Вот сейчас удивляются, чего он такой черствый, такой бессердечный, не погрустит, не заплачет, если товарища, даже друга убьют. А он все слезы, всю грусть, весь свой лимит еще в детстве истратил — все выплакал, все выстрадал. Наподдает ему хозяйка ни за что чем попадя, да еще и плакать не даёт:
— Замри, шмакодявка. Жрешь чужое да еще веньгаешь.
Был у него укромный уголок, в огороде, за акациями, а зимой на полатях. Там он и плакал беззвучно, закусив губу или палец. И там же братьям и сестрам своим неродным сдачи давал, если они его обижали. Заманит, будто бы показать что, и наподдает до устали. Правда, большинство ребятишек на его стороне были, только Генка, старший, да Малашка, средняя, под мамину, дудку плясали, А Фроська блинов приносила. Пашка шубейку свою давал. Минька коньки одалживал. А самый старший Пров — тот прямо за него вступался, против матери шел.

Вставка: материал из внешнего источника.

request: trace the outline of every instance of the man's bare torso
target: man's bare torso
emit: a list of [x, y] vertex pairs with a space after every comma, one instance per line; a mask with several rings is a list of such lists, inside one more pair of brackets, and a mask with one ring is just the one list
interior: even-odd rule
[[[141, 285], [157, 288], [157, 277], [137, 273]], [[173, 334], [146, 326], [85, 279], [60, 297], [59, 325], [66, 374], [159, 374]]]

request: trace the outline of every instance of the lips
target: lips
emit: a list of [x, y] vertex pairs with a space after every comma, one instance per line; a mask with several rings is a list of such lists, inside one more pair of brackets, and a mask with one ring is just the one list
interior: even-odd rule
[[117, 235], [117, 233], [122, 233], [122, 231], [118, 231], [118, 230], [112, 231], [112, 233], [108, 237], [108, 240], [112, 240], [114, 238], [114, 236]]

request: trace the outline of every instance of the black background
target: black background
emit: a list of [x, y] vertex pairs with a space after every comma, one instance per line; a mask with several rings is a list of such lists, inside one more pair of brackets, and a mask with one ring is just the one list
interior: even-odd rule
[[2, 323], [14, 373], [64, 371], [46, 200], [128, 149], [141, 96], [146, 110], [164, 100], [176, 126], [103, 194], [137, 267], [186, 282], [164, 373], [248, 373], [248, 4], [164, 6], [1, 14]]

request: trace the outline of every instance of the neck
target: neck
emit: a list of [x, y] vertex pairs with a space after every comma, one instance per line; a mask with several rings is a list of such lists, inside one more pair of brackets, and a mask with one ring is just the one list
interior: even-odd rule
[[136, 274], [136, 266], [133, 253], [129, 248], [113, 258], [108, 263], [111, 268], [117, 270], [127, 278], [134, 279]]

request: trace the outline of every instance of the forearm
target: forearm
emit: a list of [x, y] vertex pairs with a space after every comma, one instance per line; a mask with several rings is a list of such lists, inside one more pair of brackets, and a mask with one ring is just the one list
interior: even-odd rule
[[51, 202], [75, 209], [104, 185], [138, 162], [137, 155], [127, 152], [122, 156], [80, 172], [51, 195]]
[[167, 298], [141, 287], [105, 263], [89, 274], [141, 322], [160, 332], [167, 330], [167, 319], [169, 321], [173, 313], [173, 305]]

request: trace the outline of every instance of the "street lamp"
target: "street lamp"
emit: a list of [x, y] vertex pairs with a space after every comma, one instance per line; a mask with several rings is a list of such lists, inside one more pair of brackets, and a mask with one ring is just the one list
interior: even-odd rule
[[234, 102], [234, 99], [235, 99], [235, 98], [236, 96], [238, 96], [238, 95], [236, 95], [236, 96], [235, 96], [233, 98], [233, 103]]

У Василька одно оружие было — он сам, его способности, его характер. Этим и брал — старательностью, смышленостью, сметкой и ловкостью. Сперва в играх, а потом в учебе, в работе. Последним ему нигде нельзя было быть. Только первым. И он был первым. И когда его очень обижали, и он не мог отбиться, то упорно твердил:
— А я все одно вас лудшее. Все одно лудшее.
Учился он в сельской школе, тогда она называлась ШКМ — школа крестьянской молодежи. И там ему уготованы были новые испытания. Почему-то одна из учительниц, Тамара Михайловна, его любила, а другая, по истории и литературе, — Дарья Гавриловна, не любила. Значительно позже он понял: учительницы не любили друг друга, а проявлялось все это на нем. Паны дрались — у холопчика чуб трещал.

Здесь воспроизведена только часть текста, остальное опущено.